Do people in your organization perceive an investigation as an obligation or an opportunity? The answer to this question will tell us a lot about the reliability within your organization. Unfortunately, all too often the answer is the former. When people view problem solving or a root cause analysis (RCA) as an obligation, the tendency is to stop short at some predefined outcome such as procedure less than adequate or poor communication. They come to a point where they can cite a standard cause and, therefore, officially check the box that the investigation has been completed. This false sense of accomplishment stops short of the good stuff and reveals only generic solutions that do little to prevent recurrence. Does retraining sound familiar?

An Opportunity for Lessons Learned

The ultimate reason you investigate problems is for the opportunity to improve work processes thanks to lessons learned. Problems within your organization pinpoint where gaps or breakdowns exist within your work processes. In order to expose these opportunities, you must conduct a thorough analysis. To get the value, you must get into the specifics of processes that failed. Only then will you get real actionable solutions that will reduce the risk of reoccurrence.

Another opportunity that is missed under the obligatory approach is that there are always multiple causes to an incident, and thus, multiple opportunities for improvement. When we settle on one generic outcome from an RCA, we are leaving additional possible learnings on the table.

Signs of an Obligation Mentality

How can you recognize whether people are taking advantage of the opportunity or settling on the obligation? The signs of the obligatory approach will stand out.... When people ask questions like "How far do we really need to go?" or "How much detail is necessary?", then they see the investigation as an obligation. If the explanation is simply "procedure not followed," "human error" or "lack of situational awareness," then we are missing valuable opportunities to learn from the incident.
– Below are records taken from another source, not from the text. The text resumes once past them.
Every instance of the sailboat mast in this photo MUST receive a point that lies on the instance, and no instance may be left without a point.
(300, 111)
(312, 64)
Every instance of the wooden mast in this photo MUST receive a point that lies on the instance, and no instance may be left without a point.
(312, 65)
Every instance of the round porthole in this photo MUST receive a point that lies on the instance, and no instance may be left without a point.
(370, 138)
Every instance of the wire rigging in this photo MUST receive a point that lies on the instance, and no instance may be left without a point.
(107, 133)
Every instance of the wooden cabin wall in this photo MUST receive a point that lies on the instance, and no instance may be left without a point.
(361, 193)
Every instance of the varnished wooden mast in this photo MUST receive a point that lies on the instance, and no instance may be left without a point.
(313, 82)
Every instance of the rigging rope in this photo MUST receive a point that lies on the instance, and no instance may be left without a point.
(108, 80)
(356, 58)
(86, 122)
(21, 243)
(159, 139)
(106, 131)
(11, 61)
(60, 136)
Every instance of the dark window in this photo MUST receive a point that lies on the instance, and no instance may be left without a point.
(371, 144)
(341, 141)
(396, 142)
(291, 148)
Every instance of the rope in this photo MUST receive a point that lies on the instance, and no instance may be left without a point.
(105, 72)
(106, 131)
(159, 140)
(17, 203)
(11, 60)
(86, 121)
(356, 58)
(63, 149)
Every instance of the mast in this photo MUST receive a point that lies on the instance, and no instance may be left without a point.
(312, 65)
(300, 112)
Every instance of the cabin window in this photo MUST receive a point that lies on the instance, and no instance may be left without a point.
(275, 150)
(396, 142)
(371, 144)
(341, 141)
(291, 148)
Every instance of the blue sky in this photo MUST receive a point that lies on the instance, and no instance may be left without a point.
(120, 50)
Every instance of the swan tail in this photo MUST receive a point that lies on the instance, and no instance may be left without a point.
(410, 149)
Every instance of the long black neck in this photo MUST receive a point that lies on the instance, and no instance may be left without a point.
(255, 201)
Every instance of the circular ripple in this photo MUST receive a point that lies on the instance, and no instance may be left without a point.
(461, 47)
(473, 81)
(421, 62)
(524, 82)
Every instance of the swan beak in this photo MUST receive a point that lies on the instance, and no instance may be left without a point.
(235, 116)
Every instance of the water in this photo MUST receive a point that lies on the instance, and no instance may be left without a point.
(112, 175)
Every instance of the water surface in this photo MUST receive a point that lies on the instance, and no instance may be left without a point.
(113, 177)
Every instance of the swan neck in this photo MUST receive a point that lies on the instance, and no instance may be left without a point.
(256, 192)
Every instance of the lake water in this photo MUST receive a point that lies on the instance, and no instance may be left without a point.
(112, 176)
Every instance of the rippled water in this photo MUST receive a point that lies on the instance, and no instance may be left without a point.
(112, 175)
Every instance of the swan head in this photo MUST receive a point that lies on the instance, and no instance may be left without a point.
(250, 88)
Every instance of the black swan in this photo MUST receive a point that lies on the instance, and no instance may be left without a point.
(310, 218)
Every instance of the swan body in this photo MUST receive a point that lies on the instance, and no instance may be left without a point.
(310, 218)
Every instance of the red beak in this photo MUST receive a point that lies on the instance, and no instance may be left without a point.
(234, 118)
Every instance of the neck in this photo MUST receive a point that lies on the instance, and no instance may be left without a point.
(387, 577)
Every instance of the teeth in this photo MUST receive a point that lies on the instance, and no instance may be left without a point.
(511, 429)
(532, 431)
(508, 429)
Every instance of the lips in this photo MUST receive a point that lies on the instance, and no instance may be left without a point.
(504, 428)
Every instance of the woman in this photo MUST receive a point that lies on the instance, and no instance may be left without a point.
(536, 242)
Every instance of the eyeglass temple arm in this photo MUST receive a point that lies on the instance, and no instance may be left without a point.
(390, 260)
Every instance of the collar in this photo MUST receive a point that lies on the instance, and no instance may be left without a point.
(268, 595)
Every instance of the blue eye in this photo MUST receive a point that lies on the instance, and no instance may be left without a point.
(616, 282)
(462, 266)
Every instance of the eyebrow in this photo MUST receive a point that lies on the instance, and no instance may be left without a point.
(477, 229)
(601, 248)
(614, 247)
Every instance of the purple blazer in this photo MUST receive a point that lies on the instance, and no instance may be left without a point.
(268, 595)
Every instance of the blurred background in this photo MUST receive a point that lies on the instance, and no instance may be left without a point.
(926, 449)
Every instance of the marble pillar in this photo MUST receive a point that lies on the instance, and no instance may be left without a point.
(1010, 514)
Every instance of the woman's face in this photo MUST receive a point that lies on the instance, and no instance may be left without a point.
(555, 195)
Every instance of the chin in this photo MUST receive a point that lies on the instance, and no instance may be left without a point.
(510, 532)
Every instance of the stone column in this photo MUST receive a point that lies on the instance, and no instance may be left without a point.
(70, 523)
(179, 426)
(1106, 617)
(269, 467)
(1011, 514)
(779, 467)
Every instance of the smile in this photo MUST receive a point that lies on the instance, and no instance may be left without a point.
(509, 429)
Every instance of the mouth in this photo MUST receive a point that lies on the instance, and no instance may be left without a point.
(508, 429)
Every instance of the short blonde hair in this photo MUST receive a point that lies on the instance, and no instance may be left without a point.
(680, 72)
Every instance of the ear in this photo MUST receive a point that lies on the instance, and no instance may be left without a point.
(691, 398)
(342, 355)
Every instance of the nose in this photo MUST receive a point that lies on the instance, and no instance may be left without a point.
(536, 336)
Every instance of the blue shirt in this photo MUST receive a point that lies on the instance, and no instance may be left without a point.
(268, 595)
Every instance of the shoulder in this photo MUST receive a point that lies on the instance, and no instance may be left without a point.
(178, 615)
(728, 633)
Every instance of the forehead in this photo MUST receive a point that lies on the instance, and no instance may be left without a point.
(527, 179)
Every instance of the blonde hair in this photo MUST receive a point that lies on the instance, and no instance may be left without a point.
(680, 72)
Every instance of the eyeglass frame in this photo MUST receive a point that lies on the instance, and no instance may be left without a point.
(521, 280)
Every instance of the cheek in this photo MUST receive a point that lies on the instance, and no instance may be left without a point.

And finally, if the solutions identified to the problem are "retrain" or "reinforce procedure," then we've stopped short and are wasting our time.

How to Reveal the Opportunities Within an Investigation

Now that you recognize the difference, how do you take advantage of the opportunity?

  1. Make sure your methodology doesn't drive generic outcomes. If your forms and databases have a list of causes to categorize or pick from, then you are actually facilitating an obligatory approach, as people will stop once they get to one of the items in the list.
  2. When a generic explanation is cited, challenge it with another Why question. For example, asking why the procedure wasn't followed can reveal variables within the task, tools or environment that played a key role in the outcome. These are opportunities to build specific and actionable solutions.
  3. Make it visual. One of the benefits of the Cause Mapping® method is that visually, you can see where we are stopping short in the analysis. The visual nature of the Cause Map™ diagram also shows the system of causes required to produce the incident, and thus, revealing more opportunities.

Identifying a problem-solving culture of obligation is the first step to changing it to one of opportunity. By driving RCA investigations past generic outcomes and creating a visual diagram of the incident, your organization can begin to find more opportunities for improvement.